My confusion stems from the fact that I don't really know what good shortbread is (I am somewhat of a foodie fail... I think pretty much everything tastes good [everything homemade--there are a lot of store-bought goods I don't like]. I'm trying to improve!). This is really why I need help from the professionals here. I understand everyone has their preferences, but there must be some kind of standard that makes shortbread, shortbread. And shortbread, good shortbread. I mean, how else can places sell stuff labelled 'shortbread'? Is it possible to come up with a general definition for good shortbread?

 

Through research, it seems some people say shortbread should be gritty. So some recipes even add rice flour. But we've all tried a rice flour version and the general consensus was that it was not good (including the purist). I think crumbly would be better than gritty (but what do I know)? I've also seen people saying cornstarch is their secret ingredient for a creamy cookie. Some add vanilla, some use icing sugar (which has cornstarch anyways...), some use granulated... I would like to know which ingredients produce the best results.

 

Also, how important is technique?
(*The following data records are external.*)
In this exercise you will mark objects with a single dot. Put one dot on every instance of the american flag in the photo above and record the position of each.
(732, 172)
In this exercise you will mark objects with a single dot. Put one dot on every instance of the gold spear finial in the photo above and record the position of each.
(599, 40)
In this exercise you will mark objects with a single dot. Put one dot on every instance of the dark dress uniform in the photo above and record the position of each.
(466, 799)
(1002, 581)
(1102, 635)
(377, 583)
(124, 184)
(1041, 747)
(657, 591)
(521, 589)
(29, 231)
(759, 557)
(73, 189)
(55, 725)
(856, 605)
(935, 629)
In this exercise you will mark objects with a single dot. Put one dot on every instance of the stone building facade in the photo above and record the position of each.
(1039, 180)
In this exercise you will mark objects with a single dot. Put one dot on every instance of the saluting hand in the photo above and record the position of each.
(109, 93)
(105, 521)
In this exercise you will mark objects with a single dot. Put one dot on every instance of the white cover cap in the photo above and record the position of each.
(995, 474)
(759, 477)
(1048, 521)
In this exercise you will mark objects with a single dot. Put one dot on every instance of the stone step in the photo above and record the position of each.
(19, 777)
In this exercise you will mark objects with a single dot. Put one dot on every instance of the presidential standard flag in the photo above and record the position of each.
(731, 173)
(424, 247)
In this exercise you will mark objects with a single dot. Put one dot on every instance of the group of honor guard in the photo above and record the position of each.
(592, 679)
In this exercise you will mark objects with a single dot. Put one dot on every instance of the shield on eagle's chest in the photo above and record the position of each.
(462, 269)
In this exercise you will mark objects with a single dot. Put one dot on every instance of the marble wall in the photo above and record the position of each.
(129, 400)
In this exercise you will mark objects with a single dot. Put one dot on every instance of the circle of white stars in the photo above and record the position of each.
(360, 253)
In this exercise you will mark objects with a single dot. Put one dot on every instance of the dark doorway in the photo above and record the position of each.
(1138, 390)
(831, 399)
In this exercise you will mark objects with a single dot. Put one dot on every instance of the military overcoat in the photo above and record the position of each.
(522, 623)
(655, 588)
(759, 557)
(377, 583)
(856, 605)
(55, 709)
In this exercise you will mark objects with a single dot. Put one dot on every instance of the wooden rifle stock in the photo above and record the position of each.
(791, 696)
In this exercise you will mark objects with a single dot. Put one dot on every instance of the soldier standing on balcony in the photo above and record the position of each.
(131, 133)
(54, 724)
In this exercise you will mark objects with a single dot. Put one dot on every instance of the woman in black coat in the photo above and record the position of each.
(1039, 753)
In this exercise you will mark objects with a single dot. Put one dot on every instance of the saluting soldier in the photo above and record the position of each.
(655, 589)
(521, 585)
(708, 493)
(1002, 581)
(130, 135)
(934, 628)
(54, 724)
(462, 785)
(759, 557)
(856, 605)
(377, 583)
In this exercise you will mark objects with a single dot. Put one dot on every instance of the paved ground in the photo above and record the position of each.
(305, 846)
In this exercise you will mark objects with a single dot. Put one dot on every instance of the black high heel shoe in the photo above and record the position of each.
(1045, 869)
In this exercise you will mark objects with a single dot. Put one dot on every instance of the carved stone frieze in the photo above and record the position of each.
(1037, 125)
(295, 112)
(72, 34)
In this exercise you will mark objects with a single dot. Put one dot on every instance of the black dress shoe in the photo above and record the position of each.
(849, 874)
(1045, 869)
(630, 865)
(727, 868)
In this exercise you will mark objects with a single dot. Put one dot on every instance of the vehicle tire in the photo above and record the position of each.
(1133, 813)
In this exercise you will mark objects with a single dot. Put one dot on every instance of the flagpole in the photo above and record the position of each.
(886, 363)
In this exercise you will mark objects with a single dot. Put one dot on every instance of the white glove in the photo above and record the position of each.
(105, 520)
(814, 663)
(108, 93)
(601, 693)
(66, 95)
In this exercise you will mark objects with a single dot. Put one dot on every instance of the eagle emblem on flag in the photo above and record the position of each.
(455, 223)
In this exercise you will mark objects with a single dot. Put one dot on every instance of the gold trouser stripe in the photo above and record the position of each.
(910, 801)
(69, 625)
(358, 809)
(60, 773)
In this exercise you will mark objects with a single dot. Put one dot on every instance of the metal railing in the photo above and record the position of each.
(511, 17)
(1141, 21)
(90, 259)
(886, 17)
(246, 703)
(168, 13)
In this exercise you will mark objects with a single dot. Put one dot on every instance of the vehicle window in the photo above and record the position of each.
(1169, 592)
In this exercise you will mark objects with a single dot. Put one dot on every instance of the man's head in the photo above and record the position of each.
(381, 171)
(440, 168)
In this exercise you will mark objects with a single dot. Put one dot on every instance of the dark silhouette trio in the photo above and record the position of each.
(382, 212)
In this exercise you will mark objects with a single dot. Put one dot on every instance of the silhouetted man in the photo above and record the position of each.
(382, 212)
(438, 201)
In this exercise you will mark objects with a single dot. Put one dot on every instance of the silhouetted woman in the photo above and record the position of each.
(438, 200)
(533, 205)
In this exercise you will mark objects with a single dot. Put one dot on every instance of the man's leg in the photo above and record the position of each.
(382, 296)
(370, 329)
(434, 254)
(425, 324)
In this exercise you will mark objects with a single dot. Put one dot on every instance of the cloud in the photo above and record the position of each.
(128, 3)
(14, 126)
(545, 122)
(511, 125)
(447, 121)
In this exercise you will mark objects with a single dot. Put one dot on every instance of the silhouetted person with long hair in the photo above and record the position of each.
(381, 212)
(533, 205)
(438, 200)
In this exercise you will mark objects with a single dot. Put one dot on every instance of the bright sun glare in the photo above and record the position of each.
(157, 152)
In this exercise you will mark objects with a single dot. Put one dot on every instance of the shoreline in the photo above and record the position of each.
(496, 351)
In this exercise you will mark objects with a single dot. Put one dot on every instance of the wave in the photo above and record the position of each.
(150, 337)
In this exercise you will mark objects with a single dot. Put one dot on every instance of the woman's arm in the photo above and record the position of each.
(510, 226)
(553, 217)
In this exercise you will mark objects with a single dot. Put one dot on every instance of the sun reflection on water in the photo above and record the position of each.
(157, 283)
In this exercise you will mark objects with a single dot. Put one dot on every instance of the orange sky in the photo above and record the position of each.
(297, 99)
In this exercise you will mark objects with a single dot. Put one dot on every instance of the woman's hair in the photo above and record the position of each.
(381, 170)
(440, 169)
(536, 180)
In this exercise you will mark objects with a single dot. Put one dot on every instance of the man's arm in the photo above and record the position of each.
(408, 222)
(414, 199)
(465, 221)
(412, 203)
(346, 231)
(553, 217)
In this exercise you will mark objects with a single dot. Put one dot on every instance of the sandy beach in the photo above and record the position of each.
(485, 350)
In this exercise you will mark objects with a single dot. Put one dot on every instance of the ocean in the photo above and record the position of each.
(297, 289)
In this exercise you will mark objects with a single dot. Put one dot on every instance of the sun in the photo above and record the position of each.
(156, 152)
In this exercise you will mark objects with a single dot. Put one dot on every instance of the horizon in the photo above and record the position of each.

Cooks Illustrated presented a different technique for sugar cookies - they use the reverse creaming method which produces a tender, crisper cookie with less air bubbles.

 

And I'd like to start another topic on this later, but I would really like to try using the 'tang mian' method for cookies, purely as an experiment... Unless anyone can advise against it with the science. It's a method for cakes which cooks the flour and butter to 65C first before mixing in the rest of the ingredients. Because the fat coats the flour, gluten does not form when it hits the liquid. I know there's no liquid in shortbread, so it won't serve that exact purpose, but I'd just like to see the results... Because it seems to essentially serve the same purpose as the reverse creaming method, except it's cooked. It'd be neat to compare. And considering that the water in butter would evaporate a bit during that process, the result could be favourable? More fat is always yummier?